The bed that we can now see is the one that Louis Philippe had installed in the King’s Chamber in the in processing of Versailles museum e. On both sides hang two paintings that Louis XIV particularly praised and had had exhibited in his room: David playing the harp by Dominiquin and Saint John Patmos, then attributed to Raphael.
The apollo salon
Designed to be the sovereign’s state chamber, the Apollo Salon was eventually used as the throne room from 1682. The ceiling is dedicated to the god of the sun, arts and peace. The solar symbol, chosen very early by Louis XIV, is represented by Apollo rushing on his chariot, surrounded by allegorical figures. The arches illustrate the magnificence and magnanimity of the king, through examples taken from antiquity: Vespasian building the Colosseum, Augustus edifying the port of Misene, Porus before Alexander and Coriolanus begged by his mother and his wife to spare Rome.
Until 1689, a platform under a canopy hosted the famous silver throne of Louis XIV (actually a huge wooden chair two meters sixty high, covered with silver plates and sculptures). This extraordinary furniture sent to the cast was replaced by a succession of golden armchairs, whose style evolved over time.
Above the fireplace hangs the most famous portrait of Louis XIV, painted by Hyacinthe Rigaud. The painter made the original portrait in 1701, at the request of the king himself, who wished to offer it to his grandson who became king of Spain. Conquered by the result, Louis XIV wished to keep the original for him and ordered copies from the artist. The copy of Versailles is the copy made in 1702. The original of the painting is at the Louvre Museum.
Palace of Versailles
Ranked 30 years at the World Heritage Site, the palace of Versailles is one of the finest achievements of French art in the XVII th century. The former hunting lodge of Louis XIII was transformed and expanded by his son Louis XIV who installed his court and his government in 1682. Until the French Revolution, kings succeeded one another, embellishing the castle each in their turn.
The Château now has 2,300 rooms spread over 63,154 m 2.
In 1789, the French Revolution forced Louis XVI to leave Versailles for Paris. The Castle will never be a royal residence, and knows the XIX th century a new destiny: in 1837, he became Museum of the History of France, by the will of King Louis-Philippe, who ascended the throne in 1830. The The rooms of the Château welcome new collections of paintings and sculptures representing both the great characters that illustrate the history of France and the major events that mark it. These collections are enriched until the beginning of the 20th centurycentury. It was then that, under the influence of his most eminent curator, Pierre de Nolhac, the castle reconnected with its own history by finding, in the whole of the central body, its aspect of royal residence of Ancien Régime.
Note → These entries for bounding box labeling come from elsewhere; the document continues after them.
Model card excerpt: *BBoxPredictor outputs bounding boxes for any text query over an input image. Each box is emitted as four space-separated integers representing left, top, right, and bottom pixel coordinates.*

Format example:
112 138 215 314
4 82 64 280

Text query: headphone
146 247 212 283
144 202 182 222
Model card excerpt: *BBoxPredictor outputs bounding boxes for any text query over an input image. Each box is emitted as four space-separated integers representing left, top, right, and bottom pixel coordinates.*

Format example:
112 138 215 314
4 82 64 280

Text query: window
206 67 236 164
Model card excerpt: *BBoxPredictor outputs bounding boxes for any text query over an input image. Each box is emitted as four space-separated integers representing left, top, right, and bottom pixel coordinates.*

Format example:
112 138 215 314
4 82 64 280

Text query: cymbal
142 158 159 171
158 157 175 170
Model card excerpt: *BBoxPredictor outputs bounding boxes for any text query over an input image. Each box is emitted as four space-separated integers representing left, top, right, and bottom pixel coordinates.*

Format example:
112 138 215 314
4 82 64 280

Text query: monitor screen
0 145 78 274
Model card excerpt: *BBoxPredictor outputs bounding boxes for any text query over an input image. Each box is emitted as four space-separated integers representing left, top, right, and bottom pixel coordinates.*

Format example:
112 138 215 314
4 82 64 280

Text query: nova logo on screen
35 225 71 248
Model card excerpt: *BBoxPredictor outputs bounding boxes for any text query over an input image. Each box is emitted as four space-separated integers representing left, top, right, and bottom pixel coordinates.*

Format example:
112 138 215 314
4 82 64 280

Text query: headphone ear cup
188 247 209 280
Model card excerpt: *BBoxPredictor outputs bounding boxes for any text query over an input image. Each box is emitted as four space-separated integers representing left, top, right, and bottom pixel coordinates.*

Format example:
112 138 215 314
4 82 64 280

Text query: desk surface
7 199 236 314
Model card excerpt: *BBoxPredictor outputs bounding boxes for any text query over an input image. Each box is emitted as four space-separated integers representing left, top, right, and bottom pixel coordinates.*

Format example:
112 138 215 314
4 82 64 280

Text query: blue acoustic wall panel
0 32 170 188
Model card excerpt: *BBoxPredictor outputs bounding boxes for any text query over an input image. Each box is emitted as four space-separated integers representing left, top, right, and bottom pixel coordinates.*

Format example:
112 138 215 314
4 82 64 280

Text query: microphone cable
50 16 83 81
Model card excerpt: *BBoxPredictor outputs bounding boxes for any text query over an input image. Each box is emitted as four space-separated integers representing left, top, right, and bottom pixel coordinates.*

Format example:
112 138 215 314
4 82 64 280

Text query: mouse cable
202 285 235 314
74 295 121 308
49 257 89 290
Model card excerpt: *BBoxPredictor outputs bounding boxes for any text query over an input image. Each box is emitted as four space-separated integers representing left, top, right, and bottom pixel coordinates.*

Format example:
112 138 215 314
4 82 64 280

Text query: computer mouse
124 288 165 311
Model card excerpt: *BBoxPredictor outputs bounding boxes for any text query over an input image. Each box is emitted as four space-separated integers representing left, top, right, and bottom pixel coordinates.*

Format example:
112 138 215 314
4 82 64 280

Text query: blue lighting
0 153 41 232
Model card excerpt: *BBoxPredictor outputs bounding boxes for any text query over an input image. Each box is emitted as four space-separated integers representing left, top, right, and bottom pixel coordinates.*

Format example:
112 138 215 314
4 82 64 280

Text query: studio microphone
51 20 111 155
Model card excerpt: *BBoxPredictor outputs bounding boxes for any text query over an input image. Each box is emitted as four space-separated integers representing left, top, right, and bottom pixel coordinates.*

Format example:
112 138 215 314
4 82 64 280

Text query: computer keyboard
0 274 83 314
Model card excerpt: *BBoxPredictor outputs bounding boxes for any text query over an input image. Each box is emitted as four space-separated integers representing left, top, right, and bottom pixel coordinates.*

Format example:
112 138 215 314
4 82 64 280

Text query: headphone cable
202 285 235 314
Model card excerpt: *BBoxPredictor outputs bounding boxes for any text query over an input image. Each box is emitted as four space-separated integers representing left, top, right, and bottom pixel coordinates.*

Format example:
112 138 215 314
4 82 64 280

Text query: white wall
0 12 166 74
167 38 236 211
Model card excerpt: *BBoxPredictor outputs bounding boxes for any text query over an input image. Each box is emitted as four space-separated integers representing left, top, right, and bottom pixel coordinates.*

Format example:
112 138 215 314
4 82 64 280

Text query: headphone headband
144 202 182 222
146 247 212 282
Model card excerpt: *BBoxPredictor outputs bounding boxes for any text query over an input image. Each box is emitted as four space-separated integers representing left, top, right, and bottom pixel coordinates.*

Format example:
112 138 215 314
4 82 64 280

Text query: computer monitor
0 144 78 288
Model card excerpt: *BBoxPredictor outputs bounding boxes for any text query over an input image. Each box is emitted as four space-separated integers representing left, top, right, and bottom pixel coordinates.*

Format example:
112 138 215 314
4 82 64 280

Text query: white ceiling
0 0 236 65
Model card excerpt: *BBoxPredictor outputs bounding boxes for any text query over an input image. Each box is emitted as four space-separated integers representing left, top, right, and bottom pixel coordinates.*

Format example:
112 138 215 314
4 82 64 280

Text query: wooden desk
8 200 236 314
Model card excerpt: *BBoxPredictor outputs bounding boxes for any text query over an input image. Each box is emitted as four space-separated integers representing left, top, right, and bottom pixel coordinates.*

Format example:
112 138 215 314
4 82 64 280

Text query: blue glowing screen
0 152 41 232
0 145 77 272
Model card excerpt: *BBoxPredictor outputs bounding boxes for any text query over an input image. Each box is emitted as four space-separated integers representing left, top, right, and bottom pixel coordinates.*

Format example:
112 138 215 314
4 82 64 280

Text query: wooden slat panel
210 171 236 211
The Palace of Versailles has never had a protective function in the sense of the medieval castle. From the Renaissance, the term “castle” refers to the rural situation of a sumptuous residence, as opposed to the urban palace. We thus speak of the “Palais du Louvre”, in the heart of Paris, and the “Château de Versailles”, in the countryside. Versailles was then a village, destroyed in 1673 to make way for the new city wanted by Louis XIV. Today the centerpiece of Versailles urban planning, the Château now seems far from the countryside that would distinguish it from a palace. Yet, on the garden side, to the west, the estate of Versailles still adjoins wood and agricultural fields.